Cuando hubo llegado, tomó asiento sobre la roca basculante; de repente, la piedra dio un vuelco y se perdió en el líquido elemento. Con la roca, desapa­reció la virgen más bella que ha existido. Así murió la que, por verse destinada a ser la esposa de un an­ciano, abandonó su hogar. Los pájaros que vieron cómo había desaparecido, se dedicaron a contárselo a las demás aves y éstas a los otros animales.

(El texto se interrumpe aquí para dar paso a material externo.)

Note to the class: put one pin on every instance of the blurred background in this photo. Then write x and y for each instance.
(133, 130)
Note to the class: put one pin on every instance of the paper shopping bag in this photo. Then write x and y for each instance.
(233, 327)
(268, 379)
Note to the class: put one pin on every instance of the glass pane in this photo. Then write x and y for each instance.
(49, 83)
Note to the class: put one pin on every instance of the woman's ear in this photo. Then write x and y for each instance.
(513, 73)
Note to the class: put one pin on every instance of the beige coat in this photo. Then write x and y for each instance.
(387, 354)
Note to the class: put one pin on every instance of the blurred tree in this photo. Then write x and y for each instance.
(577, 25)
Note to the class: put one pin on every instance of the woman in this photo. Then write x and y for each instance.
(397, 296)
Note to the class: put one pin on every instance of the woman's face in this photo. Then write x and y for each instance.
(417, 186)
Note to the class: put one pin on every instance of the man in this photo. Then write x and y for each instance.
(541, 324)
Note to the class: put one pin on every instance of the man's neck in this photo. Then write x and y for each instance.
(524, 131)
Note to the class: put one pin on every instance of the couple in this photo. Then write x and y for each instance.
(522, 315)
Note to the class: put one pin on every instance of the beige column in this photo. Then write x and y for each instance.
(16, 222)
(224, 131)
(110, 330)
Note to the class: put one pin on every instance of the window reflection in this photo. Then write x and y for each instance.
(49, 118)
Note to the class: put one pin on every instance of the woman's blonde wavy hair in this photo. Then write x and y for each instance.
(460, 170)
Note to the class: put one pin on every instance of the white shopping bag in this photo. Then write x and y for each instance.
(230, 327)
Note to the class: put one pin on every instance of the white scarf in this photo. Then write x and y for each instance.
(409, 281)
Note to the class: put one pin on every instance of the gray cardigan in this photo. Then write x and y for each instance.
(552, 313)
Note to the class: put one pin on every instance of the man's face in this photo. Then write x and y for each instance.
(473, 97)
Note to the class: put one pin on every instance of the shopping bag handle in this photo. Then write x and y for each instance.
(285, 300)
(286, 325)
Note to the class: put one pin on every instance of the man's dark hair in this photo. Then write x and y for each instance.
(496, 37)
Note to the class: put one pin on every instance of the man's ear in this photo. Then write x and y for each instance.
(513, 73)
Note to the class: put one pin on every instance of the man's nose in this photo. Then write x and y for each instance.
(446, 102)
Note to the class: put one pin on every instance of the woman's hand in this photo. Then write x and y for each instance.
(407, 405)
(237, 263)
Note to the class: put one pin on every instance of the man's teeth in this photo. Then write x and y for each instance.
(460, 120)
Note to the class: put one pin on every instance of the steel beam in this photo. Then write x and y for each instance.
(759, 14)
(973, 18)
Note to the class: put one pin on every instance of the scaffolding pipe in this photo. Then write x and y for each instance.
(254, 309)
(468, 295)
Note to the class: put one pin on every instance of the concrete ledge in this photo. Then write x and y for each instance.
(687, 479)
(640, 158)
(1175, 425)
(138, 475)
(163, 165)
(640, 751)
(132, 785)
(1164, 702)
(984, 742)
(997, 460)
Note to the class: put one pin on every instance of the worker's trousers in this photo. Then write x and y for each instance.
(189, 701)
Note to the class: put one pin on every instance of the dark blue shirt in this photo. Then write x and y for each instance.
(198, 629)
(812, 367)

El oso fue el primero que se puso a cavilar en la manera de comunicárselo a los parientes de la fi­nada, y partió hacia el palacio de sus padres. Pero, antes de llegar, se encontró con un rebaño de vacas y, saltando sobre ellas, se puso a devorarlas, y ésta es la razón por la cual no fue el oso el que comunicó la triste nueva. Después probó el lobo, y el zorro; pero también fracasaron.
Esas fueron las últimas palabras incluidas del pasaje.